Health Canada, for example, estimated the country produced 50 million pounds of face mask waste in the first four months of the pandemic alone.
‘Thrown around like candy wrappers’
When Toronto went into lockdown in March, partners and environmental scientists Justine Ammendolia and Jacquelyn Saturno broke up the monotony with walks around their neighbourhood.
In the beginning of the pandemic, they’d see a mask on the ground occasionally. They’ve both been studying littering and pollution for the last couple of years and wondered if masks would become “the next cigarette butt” or if the ones they spotted were just a fluke, Ammendolia said.
As public health officials began to encourage people to wear masks to stop the spread of COVID-19, Ammendolia and Saturno saw more and more PPE litter — predominantly disposable gloves, single-use masks and sanitary wipes — and recorded their daily tallies as part of a scientific survey, recently published in the journal Environmental Pollution.
In a four-week period in May and June, the pair recorded more than 1,300 items littered along a trail, in a few commercial parking lots, and on five-kilometre routes through their west end neighbourhood and around downtown hospitals.
They found the greatest number of gloves in a grocery store parking lot — “surprising given the absence of government guidelines from both local and national levels recommending use of this PPE item by the general public,” the pair wrote in their study.
Discarded masks were most prevalent around hospitals.
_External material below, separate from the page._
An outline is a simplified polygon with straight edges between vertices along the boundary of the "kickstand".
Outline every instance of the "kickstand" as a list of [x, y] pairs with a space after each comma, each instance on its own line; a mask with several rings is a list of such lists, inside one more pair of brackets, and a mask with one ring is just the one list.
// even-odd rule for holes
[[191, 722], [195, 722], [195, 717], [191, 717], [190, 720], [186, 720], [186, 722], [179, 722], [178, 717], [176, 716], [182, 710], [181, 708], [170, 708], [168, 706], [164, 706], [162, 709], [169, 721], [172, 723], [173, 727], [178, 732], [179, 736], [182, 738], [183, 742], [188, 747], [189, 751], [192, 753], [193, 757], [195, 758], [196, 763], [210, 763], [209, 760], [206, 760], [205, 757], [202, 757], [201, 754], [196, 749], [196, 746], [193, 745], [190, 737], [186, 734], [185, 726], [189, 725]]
“The numbers are one thing, but it doesn’t describe the problems in the environment,” Ammendolia said.
Masks littered near waterways or sewer grates could cause blockages during storms and end up in larger water bodies, like Lake Ontario, said Saturno. Plus there’s the concern used face masks are considered biohazardous materials as they could be carrying the coronavirus.
“Which is shocking to see around the hospital districts, how much we’ve been able to find,” Saturno said.
“What took us off guard was the lack of regard in the city,” Ammendolia added. “Masks and gloves are thrown around like candy wrappers.”
They want to see more messaging from municipalities educating the public about how to safely dispose of PPE — in a tied plastic bag placed in the garbage.
And single-use plastic products aren’t necessary to protect against COVID-19, Saturno noted. Handwashing with soap and water and wearing reusable cotton masks are just as effective.
If the public wore reusable masks, waste would be reduced by 95 per cent, researchers at London’s Global University’s Plastic Waste Innovation Hub found. They took into account the additional energy and plastic required to package and transport both types of masks and machine washing of reusable masks.
In an effort to make PPE for healthcare workers compostable and recyclable, the federal government invited groups to submit ideas this fall and will grant money to successful applicants to develop the products. Innovation Science and Economic Development Canada said it received 90 proposals.
Winnipeg-based Precision ADM, a digital manufacturing firm, has begun shipping its first batch of 3D-printed N95 respirators, which health-care workers can sanitize and reuse up to 30 times, said Graeme Findlay, director of marketing. They’ll replace disposable masks that have to be thrown out between patients.
The company anticipates one N95 respirator will replace 120 to 300 disposable masks over the course of 30 shifts. Some components of the respirators are even recyclable.
Dorma Filtration has developed a N99 respirator (which filters out 99 per cent of aerosols) that also can be used 30 times, and is entirely recyclable.
“We decided that we not only wanted to build the best mask out there, but we also wanted it to be reusable to reduce our environmental footprint,” said Dr. René Caissie, a surgeon and co-founder of Dorma Filtration. “There is huge demand for it.”
The Montreal-based company is filling orders for 50,000 to 100,000 respirators and is also developing an in-house recycling program that will hopefully roll out in March.
UPDATE - Dec. 8, 2020: This story was updated to include information from a newly published study about personal protective equipment waste by Justine Ammendolia and Jacquelyn Saturno.